The new vaccine, called ChAdOx1 biEBOV, is based on the ChAdOx1 virus, a weakened version of a chimpanzee adenovirus – a common cold virus – that has been genetically modified so that it is impossible for it to replicate in humans. The same viral vector has been successfully used in the Oxford/AstraZeneca COVID-19 vaccine.

Rather than inserting genes from the coronavirus spike protein into the adenovirus, genes for the main surface protein of the Zaire and Sudan Ebola virus species have been inserted instead.

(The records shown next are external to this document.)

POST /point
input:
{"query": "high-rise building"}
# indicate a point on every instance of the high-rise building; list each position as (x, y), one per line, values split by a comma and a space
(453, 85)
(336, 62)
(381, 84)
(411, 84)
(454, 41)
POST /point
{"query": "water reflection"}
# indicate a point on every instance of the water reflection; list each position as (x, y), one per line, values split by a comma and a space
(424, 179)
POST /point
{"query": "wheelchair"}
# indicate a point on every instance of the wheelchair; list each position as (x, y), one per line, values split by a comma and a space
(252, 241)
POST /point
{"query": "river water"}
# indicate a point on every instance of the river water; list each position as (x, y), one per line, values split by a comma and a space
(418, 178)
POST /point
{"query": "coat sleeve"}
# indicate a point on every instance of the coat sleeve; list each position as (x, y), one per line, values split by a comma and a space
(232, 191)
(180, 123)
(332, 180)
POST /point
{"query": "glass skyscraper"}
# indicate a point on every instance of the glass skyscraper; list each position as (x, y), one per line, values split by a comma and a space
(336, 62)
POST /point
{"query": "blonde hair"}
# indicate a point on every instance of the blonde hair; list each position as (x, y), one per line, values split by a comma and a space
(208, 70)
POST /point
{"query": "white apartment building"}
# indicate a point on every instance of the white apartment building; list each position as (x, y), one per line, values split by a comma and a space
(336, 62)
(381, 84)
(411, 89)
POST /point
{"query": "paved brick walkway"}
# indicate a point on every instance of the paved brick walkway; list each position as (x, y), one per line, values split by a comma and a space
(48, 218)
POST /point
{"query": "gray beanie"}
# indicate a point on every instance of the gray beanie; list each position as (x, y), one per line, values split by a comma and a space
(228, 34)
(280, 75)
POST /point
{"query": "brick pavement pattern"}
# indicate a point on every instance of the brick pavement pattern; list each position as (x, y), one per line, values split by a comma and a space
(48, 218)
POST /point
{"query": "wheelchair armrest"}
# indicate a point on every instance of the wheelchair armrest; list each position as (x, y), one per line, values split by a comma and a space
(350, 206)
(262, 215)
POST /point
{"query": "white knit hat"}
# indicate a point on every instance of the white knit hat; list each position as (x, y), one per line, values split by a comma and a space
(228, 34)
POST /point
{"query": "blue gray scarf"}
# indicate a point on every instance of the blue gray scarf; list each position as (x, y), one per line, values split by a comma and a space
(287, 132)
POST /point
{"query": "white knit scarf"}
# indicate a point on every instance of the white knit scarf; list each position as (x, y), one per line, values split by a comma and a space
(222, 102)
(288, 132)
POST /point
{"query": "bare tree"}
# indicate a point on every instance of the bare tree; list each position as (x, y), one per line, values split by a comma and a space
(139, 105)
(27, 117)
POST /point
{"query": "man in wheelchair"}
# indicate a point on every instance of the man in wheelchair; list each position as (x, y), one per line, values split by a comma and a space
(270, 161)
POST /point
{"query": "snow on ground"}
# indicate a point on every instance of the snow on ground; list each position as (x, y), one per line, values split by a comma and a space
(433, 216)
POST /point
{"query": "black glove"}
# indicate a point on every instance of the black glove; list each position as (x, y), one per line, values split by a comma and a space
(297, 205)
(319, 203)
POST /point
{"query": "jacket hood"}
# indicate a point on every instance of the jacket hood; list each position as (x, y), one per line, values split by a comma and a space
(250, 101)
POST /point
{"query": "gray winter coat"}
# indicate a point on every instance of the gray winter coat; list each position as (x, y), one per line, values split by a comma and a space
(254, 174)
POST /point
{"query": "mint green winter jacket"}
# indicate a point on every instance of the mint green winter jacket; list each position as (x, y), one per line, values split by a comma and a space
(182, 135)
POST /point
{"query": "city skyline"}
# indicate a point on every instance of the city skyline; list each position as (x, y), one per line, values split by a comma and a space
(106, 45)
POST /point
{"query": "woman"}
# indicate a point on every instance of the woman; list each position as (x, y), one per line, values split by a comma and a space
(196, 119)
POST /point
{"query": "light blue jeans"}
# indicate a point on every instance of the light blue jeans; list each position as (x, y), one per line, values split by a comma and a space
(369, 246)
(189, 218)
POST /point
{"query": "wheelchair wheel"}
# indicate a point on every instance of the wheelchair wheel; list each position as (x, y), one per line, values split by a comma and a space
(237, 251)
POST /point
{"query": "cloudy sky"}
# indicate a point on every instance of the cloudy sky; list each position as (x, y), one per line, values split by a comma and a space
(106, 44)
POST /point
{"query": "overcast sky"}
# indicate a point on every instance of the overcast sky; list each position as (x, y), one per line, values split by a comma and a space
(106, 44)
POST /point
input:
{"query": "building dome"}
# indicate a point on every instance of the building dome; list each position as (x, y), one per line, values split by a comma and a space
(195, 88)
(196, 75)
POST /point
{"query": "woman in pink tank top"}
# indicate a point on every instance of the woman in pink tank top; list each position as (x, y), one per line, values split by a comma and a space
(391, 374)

“Experience with the [COVID-19] vaccine has shown the vaccine can be rapidly manufactured at high volume for low cost, with storage conditions amenable to use in the developing world,” Cicconi said.

Vaccine trials

The initial Phase 1 trial of the vaccine will assess the immune response and safety of the vaccine in 26 healthy British volunteers aged between 18 and 55. Each of them will receive one dose, and will then be monitored through several visits over a six-month period, with results expected in the second quarter of 2022. A further trial for the vaccine is planned to start in Tanzania by the end of 2021.